Querying Wikidata for Notable Dogs
The SPARQL logic to query Wikidata for instances of dogs is very straightforward: a single triple “?dog wdt:P31/wdt:P279* wd:Q144 .”, where P31 is Wikidata’s foundational “instance of” property, P279* provides for all subclass instances, and Q144 is the basic “dog” entity (Note that the “/” operator allows SPARQL shorthand for “?dog wdt:P31 ?x . ?x wdt:P279* wd:Q144 .”). The Wikidata SPARQL endpoint currently returns that entire result set fairly quickly, and it provides a reasonable complete set of the well-known dogs in Wikidata, so this query is sufficient for notable dogs exploration. No further refinements are needed for our exploration. Alternative query logic was investigated, but no other paths gave results as complete and useful as just using P31/P279*.
This query also makes it very easy to create similar DEx knowledge graphs, but for different species. Change Q144 to Q146, and you’ll get all Wikidata instances of cats. Change it to Q726, and you’ll get all Wikidata instances of horses.
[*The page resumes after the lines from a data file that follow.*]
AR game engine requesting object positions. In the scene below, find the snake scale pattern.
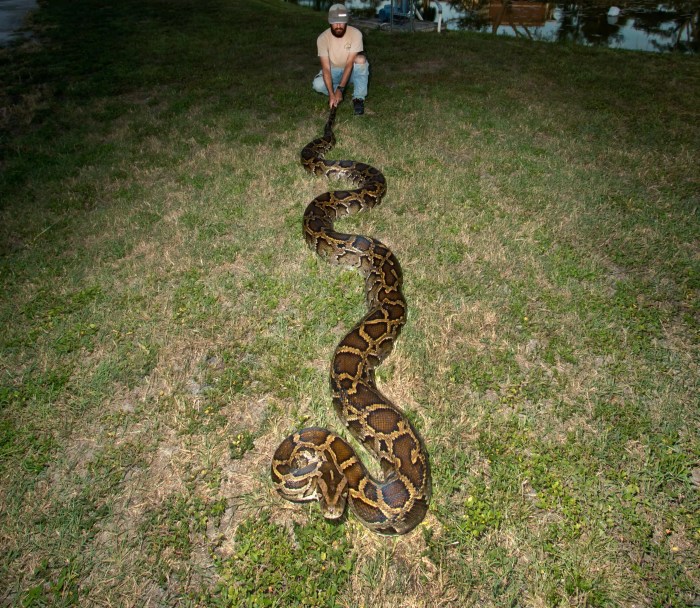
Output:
[271,108,431,534]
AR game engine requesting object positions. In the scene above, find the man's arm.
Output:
[319,53,357,108]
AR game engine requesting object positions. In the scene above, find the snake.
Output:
[271,106,431,535]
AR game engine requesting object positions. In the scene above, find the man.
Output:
[313,4,369,115]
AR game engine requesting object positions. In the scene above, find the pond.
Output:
[0,0,37,46]
[287,0,700,53]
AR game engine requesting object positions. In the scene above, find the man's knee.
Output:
[311,74,328,95]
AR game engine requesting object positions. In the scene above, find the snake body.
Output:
[271,108,431,534]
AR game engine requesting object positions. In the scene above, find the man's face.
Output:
[331,23,348,38]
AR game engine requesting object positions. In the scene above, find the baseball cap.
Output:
[328,4,349,24]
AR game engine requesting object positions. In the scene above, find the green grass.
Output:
[0,0,700,608]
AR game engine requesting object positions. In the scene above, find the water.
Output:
[288,0,700,53]
[0,0,37,46]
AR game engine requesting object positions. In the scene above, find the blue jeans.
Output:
[312,62,369,99]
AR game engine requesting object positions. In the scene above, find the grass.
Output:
[0,0,700,608]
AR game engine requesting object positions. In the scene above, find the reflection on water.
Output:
[287,0,700,53]
[0,0,37,46]
[448,0,699,52]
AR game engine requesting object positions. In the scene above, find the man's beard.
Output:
[331,25,348,38]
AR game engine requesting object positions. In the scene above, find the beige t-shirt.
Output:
[316,25,363,68]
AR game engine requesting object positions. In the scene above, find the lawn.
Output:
[0,0,700,608]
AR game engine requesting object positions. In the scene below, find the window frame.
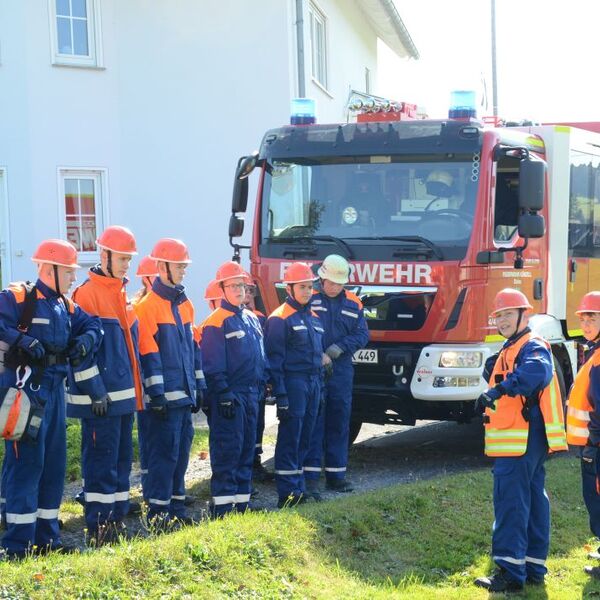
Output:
[57,167,109,264]
[308,2,329,91]
[48,0,104,69]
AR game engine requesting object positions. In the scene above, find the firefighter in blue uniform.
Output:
[135,238,206,531]
[0,240,102,559]
[304,254,369,500]
[475,288,567,592]
[67,225,143,547]
[202,261,266,517]
[265,262,331,508]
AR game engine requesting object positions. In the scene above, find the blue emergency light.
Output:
[448,90,477,119]
[290,98,317,125]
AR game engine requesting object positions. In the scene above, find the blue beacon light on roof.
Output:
[290,98,317,125]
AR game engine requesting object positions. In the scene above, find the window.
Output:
[48,0,102,67]
[60,170,105,261]
[569,151,600,258]
[308,4,327,88]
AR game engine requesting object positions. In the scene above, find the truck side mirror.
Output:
[229,215,244,238]
[519,157,546,211]
[231,178,248,213]
[517,213,546,239]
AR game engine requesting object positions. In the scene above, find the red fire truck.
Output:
[229,98,600,438]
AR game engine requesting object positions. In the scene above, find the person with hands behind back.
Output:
[475,288,567,592]
[201,261,266,517]
[135,238,206,532]
[567,292,600,579]
[265,262,331,508]
[0,240,103,559]
[67,225,144,547]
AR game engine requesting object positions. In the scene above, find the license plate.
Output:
[352,348,379,365]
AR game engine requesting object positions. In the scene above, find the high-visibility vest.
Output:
[485,333,568,456]
[567,347,600,446]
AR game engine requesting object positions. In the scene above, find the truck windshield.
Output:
[262,153,479,259]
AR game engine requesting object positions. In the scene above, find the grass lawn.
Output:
[0,456,600,600]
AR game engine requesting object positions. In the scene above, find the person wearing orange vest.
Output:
[0,240,104,559]
[475,288,567,592]
[67,225,144,547]
[567,292,600,579]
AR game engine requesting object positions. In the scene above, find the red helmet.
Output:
[283,263,318,284]
[96,225,137,256]
[215,260,248,283]
[575,292,600,315]
[31,240,80,269]
[150,238,192,265]
[135,256,158,277]
[491,288,533,317]
[204,279,223,302]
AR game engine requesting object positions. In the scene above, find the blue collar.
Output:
[152,277,187,304]
[285,296,312,312]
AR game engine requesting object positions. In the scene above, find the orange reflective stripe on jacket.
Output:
[485,333,567,456]
[567,348,600,446]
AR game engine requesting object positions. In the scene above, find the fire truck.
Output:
[229,96,600,439]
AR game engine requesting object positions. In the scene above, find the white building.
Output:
[0,0,418,313]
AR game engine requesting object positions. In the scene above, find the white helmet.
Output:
[317,254,350,285]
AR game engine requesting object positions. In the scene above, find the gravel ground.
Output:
[58,412,491,548]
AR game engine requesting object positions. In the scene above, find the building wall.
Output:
[0,0,376,315]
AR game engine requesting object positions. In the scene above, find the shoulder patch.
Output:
[202,306,235,328]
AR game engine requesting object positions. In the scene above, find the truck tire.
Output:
[348,419,362,446]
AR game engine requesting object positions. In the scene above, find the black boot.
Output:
[475,567,523,593]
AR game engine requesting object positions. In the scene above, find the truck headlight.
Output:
[440,350,483,369]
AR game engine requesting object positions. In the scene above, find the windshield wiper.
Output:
[350,235,444,260]
[268,235,354,259]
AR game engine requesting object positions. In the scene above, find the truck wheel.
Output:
[348,420,362,446]
[552,354,567,410]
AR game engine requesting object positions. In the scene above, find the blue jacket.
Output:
[311,290,369,369]
[201,300,266,396]
[135,277,206,407]
[0,279,102,399]
[67,267,144,418]
[265,296,324,396]
[489,327,554,398]
[585,342,600,446]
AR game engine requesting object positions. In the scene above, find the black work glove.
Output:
[581,446,598,463]
[17,335,46,360]
[192,389,206,414]
[67,333,94,367]
[92,394,110,417]
[325,344,344,360]
[475,390,496,412]
[150,394,167,420]
[277,395,290,421]
[217,394,235,419]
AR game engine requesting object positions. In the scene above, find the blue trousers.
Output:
[581,448,600,537]
[136,410,148,502]
[81,414,133,534]
[254,393,265,464]
[146,406,194,519]
[2,380,67,555]
[208,387,258,516]
[275,375,321,501]
[304,365,354,479]
[492,407,550,583]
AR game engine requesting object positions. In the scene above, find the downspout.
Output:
[296,0,306,98]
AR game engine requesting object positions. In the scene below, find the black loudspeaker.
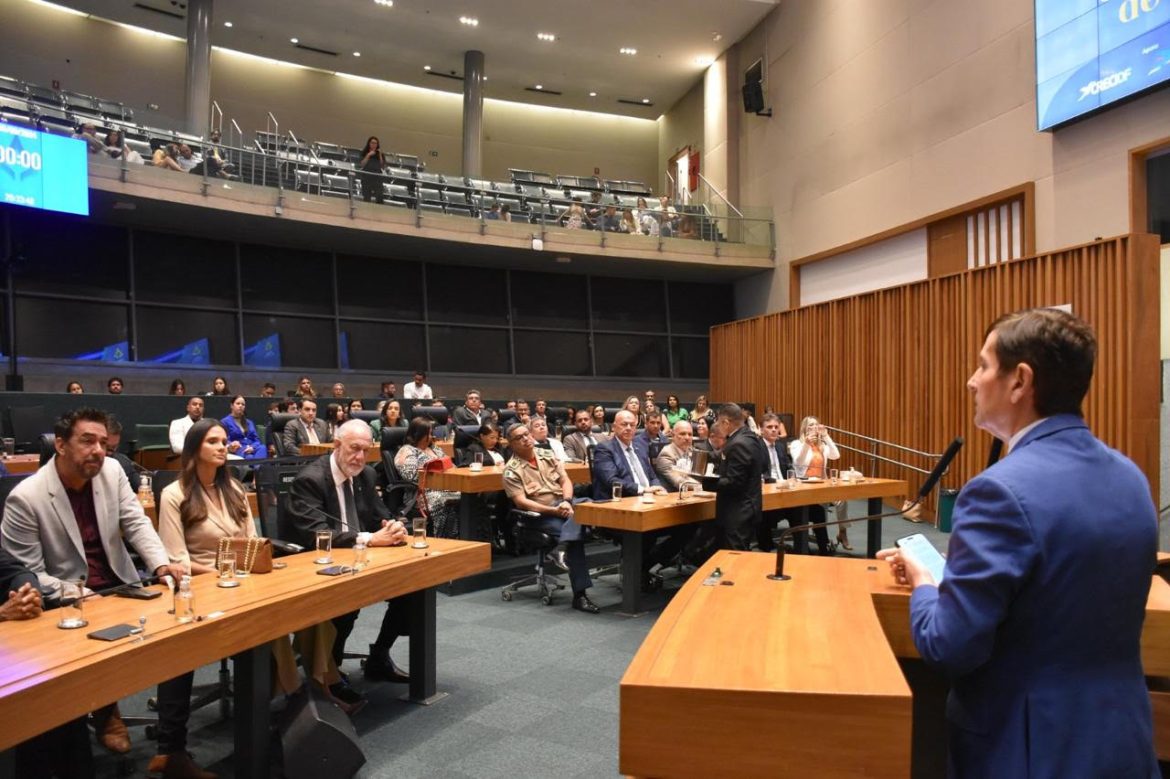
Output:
[281,684,365,779]
[743,81,764,113]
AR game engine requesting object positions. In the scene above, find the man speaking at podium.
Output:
[879,309,1159,777]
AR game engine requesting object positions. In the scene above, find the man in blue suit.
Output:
[880,309,1159,777]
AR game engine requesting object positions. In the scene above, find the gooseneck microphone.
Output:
[768,436,963,581]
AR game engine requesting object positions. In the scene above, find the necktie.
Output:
[626,447,651,489]
[342,478,360,530]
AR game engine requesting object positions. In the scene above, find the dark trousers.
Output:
[333,599,411,668]
[14,715,94,779]
[158,671,195,754]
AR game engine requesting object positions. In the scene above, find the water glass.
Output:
[411,517,428,549]
[215,552,240,587]
[57,579,89,630]
[314,530,333,565]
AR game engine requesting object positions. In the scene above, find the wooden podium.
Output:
[619,551,1170,779]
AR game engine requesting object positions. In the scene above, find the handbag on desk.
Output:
[215,536,273,573]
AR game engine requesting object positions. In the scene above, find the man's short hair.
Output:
[715,404,743,422]
[985,309,1096,416]
[53,408,109,441]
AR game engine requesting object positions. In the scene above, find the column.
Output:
[184,0,212,136]
[463,51,483,179]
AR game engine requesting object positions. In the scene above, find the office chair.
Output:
[500,508,565,606]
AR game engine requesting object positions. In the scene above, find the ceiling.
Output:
[54,0,779,119]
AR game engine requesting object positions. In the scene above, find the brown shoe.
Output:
[146,752,219,779]
[97,704,130,754]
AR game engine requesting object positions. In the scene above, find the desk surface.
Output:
[0,538,491,751]
[620,551,911,777]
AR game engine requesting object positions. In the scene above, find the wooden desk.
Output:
[426,462,591,540]
[0,538,491,777]
[619,551,913,779]
[301,443,381,466]
[576,478,907,614]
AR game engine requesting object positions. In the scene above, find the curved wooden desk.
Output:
[619,551,1170,779]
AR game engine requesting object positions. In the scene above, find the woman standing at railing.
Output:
[358,136,386,204]
[789,416,849,554]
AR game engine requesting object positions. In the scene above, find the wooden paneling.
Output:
[710,230,1159,512]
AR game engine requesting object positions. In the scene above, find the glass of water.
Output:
[314,530,333,565]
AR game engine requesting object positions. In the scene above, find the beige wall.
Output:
[0,0,659,182]
[720,0,1170,316]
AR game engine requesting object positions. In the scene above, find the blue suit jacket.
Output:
[593,430,661,501]
[910,415,1159,779]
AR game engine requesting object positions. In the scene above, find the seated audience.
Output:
[282,398,333,457]
[220,395,268,460]
[167,395,204,454]
[394,416,460,538]
[504,425,601,614]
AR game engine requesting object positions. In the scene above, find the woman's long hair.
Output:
[179,419,248,528]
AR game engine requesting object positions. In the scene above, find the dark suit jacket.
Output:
[593,437,659,501]
[910,414,1159,777]
[288,455,392,549]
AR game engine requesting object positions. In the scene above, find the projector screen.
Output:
[0,122,89,215]
[1035,0,1170,130]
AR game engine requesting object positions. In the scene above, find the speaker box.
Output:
[743,81,764,113]
[281,684,365,779]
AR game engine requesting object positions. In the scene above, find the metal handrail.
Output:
[695,171,743,219]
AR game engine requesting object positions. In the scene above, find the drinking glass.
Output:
[411,517,428,549]
[314,530,333,565]
[57,579,89,630]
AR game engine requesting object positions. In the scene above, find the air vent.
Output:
[135,2,187,19]
[294,43,337,57]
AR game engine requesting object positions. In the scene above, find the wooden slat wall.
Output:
[710,234,1159,509]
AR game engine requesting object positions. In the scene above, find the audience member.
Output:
[394,416,460,538]
[402,371,434,400]
[282,398,333,457]
[289,419,411,683]
[358,136,386,204]
[504,422,601,614]
[220,395,268,460]
[167,395,204,454]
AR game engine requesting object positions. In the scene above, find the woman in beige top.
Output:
[158,419,365,712]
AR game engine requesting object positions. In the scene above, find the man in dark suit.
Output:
[879,309,1161,778]
[284,398,332,456]
[703,404,768,550]
[593,411,669,501]
[289,418,410,687]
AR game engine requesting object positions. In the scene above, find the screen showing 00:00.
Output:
[1035,0,1170,130]
[0,123,89,215]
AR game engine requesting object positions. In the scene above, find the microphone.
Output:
[768,435,963,581]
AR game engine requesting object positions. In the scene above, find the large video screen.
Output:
[0,122,89,215]
[1035,0,1170,130]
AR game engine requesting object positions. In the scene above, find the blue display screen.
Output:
[0,122,89,215]
[1035,0,1170,130]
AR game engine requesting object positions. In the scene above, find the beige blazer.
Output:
[158,482,256,568]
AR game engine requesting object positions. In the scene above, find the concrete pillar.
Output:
[463,51,483,179]
[184,0,212,136]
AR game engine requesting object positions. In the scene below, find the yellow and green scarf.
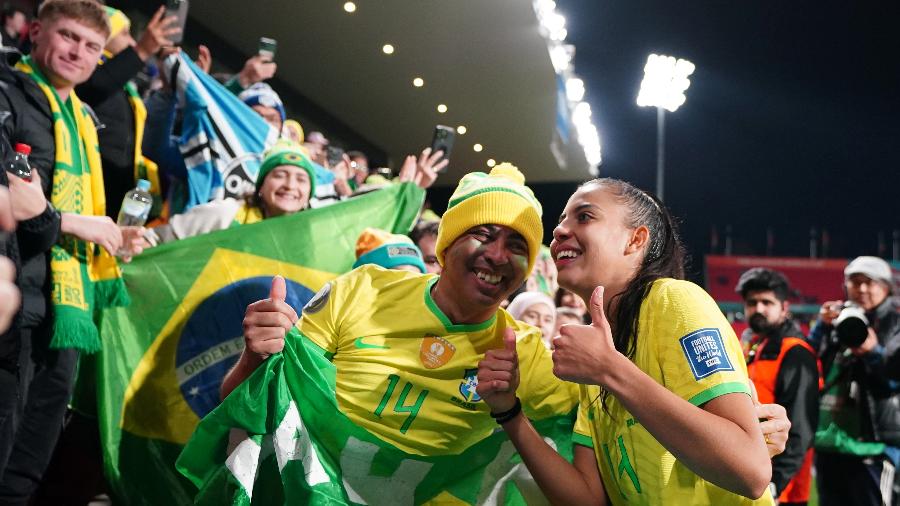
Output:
[16,56,129,353]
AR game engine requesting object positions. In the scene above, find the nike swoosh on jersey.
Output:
[353,337,391,350]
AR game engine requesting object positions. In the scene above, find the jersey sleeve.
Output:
[645,280,750,406]
[514,324,578,420]
[297,277,352,356]
[572,385,600,448]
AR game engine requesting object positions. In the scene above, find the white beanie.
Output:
[506,292,556,320]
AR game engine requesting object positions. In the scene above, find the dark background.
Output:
[486,0,900,279]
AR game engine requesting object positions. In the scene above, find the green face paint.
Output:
[512,255,528,272]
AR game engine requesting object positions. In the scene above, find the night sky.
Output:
[557,0,900,273]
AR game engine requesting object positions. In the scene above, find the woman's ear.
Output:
[625,225,650,255]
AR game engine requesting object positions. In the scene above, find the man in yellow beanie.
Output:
[222,164,577,503]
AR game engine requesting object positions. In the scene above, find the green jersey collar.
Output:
[425,276,497,333]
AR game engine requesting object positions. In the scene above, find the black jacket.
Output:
[746,320,819,493]
[813,297,900,447]
[0,49,60,372]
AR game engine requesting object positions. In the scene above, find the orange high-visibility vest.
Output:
[747,336,824,502]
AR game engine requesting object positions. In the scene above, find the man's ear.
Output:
[625,225,650,255]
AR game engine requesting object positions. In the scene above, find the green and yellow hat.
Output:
[256,142,316,198]
[103,6,131,41]
[435,163,544,276]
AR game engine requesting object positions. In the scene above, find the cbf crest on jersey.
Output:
[419,336,456,369]
[459,369,481,402]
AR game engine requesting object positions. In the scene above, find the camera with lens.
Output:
[834,302,869,348]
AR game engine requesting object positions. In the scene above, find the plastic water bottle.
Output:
[6,142,31,181]
[116,179,153,227]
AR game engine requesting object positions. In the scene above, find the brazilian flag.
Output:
[178,328,573,506]
[90,183,424,505]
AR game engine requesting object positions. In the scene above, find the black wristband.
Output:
[491,397,522,425]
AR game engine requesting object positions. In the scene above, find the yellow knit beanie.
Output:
[434,163,544,276]
[104,6,131,42]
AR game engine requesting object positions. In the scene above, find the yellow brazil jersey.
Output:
[574,279,773,506]
[297,265,578,455]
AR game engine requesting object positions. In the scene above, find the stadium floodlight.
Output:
[566,77,584,103]
[637,54,695,200]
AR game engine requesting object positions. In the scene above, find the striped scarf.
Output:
[16,56,128,353]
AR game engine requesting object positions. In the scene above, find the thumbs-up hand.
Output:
[475,327,519,413]
[244,276,298,363]
[553,286,618,385]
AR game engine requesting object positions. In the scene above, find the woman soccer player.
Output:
[478,179,772,505]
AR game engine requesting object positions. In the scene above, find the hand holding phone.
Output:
[166,0,188,46]
[431,125,456,168]
[257,37,278,61]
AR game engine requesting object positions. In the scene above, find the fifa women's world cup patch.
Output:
[678,328,734,380]
[303,283,331,314]
[419,336,456,369]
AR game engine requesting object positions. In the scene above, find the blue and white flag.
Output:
[165,52,279,209]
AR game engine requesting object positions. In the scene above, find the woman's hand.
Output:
[475,328,519,413]
[553,286,623,385]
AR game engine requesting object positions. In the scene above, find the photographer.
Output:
[809,256,900,506]
[735,267,821,505]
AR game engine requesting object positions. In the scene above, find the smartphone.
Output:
[257,37,278,61]
[166,0,188,46]
[431,125,456,170]
[326,146,344,168]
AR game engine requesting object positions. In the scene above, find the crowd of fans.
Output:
[0,0,900,505]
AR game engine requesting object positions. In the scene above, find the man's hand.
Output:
[238,55,278,88]
[9,170,47,221]
[850,327,878,357]
[475,328,519,413]
[0,256,21,334]
[60,213,122,255]
[754,400,791,457]
[0,186,16,232]
[553,286,621,385]
[134,6,181,61]
[244,276,298,366]
[119,227,148,262]
[400,148,450,190]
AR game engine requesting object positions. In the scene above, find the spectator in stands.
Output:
[303,131,329,167]
[0,5,28,49]
[353,228,425,274]
[506,292,556,349]
[0,0,138,498]
[809,256,900,506]
[75,7,181,219]
[409,220,441,274]
[221,49,278,95]
[0,181,15,332]
[735,267,821,505]
[238,83,287,133]
[144,143,316,247]
[347,151,369,191]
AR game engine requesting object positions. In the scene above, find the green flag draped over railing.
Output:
[89,184,424,505]
[178,328,572,505]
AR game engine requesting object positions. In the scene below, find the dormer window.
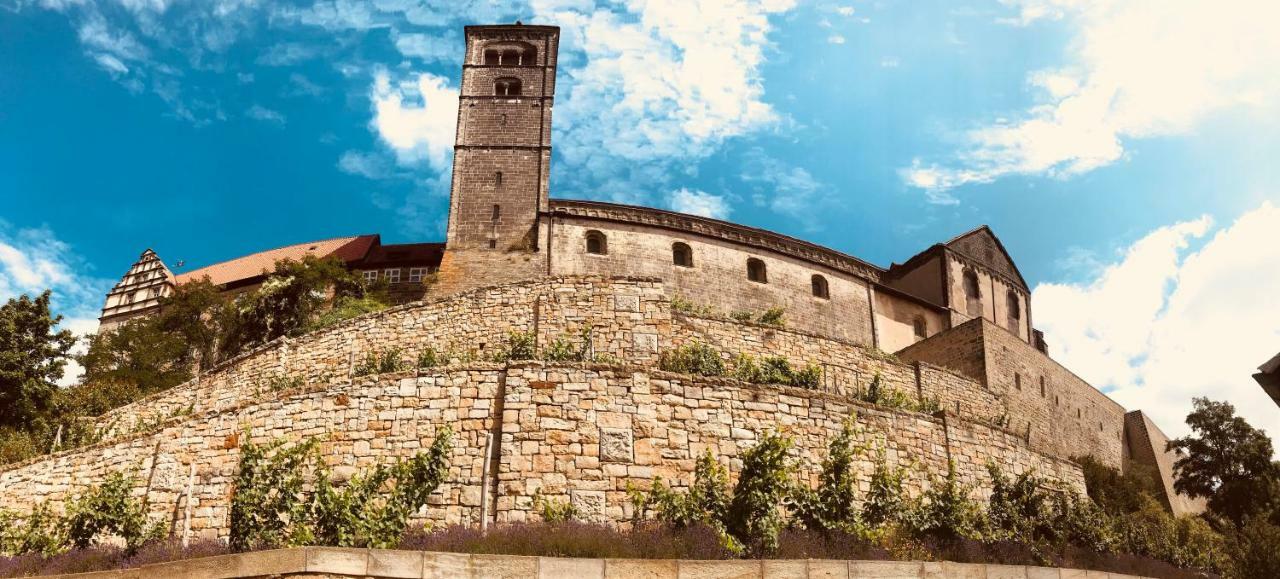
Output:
[809,274,831,300]
[1005,290,1023,333]
[961,269,982,318]
[586,231,609,255]
[671,242,694,268]
[746,257,769,283]
[493,77,520,96]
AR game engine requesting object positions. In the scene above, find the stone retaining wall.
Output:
[0,363,1084,538]
[32,547,1162,579]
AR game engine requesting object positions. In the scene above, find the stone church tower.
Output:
[435,23,559,293]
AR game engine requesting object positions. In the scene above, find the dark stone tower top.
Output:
[447,24,559,251]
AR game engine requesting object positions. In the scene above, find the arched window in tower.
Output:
[1005,290,1023,333]
[911,315,929,339]
[484,42,538,67]
[586,231,609,255]
[671,241,694,268]
[493,77,520,96]
[809,274,831,300]
[746,257,769,283]
[963,269,982,318]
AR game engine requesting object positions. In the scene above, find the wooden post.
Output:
[480,432,493,534]
[182,459,196,548]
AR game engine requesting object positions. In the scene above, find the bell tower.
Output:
[447,23,559,252]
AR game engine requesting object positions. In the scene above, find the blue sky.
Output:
[0,0,1280,432]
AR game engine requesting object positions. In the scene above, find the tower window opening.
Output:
[746,257,769,283]
[586,231,609,255]
[963,269,982,318]
[1005,290,1023,333]
[493,77,520,96]
[809,274,831,300]
[671,242,694,268]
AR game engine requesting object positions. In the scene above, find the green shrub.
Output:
[65,473,164,553]
[0,503,67,557]
[303,295,389,332]
[230,428,453,551]
[658,342,724,375]
[671,296,716,318]
[230,430,317,551]
[489,332,538,363]
[791,416,867,537]
[755,306,787,328]
[355,346,406,377]
[861,448,913,528]
[534,489,582,525]
[909,460,986,541]
[724,432,791,557]
[417,347,448,370]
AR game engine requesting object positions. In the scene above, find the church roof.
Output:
[175,236,378,286]
[942,225,1030,291]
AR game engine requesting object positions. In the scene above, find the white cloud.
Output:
[667,188,733,219]
[1033,204,1280,438]
[338,151,393,179]
[396,32,462,63]
[244,105,285,124]
[0,222,111,386]
[904,0,1280,190]
[534,0,794,190]
[740,147,823,232]
[371,70,458,172]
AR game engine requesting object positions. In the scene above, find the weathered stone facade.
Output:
[0,278,1083,535]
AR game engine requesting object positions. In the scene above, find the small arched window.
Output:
[746,257,769,283]
[586,231,609,255]
[484,42,538,67]
[493,77,520,96]
[671,242,694,268]
[963,269,982,318]
[1005,290,1023,333]
[809,274,831,300]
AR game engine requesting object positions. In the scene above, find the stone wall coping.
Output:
[0,360,1078,473]
[32,547,1162,579]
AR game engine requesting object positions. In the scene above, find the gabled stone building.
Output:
[104,23,1197,512]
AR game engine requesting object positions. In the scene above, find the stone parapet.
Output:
[30,547,1157,579]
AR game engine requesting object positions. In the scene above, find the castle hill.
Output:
[0,9,1280,579]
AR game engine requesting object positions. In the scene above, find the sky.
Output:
[0,0,1280,443]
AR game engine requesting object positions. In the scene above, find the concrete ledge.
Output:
[37,547,1162,579]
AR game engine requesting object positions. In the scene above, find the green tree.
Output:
[1169,398,1280,526]
[792,416,867,532]
[726,432,791,557]
[0,291,76,429]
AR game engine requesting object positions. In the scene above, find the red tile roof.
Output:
[174,236,378,286]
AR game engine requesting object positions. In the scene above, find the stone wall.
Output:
[897,319,1124,469]
[96,278,669,436]
[550,215,873,345]
[0,363,1083,537]
[32,547,1172,579]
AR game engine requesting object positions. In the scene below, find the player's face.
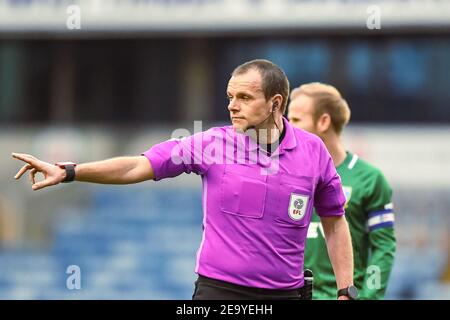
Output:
[288,94,319,135]
[227,70,271,131]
You could even do a union for dogs and another species, giving unexpected comparisons in the data exploration.
Notable Dogs data as a Knowledge Commons
The stories of famous dogs exist with the narratives of humanity, becoming myth, entertainment, and inspiration. The huge amount of media that has been created around these dogs tells me that having sources for their compilation and details has real value. While Wikidata serves as a general Open Data resource for this information, its Linked Data nature means that anyone, anywhere, can curate the knowledge of only the dogs and metadata they care about, and that subset can be linked via RDF URIs to support a more full knowledge. This will help fill in the gaps we see that exist in Wikidata, especially the details on reasons for notability. My hope is that different communities, whether they be fandoms, pop culture archivists, historians, etc., continue this curation using Semantic Web principles so that the Notable Dogs Knowledge Commons that emerges can truly serve as a public resource.
For a demonstration of the potential of a Knowledge Commons, see the video above exploring notable dogs Open Data using the OpenDataDEx.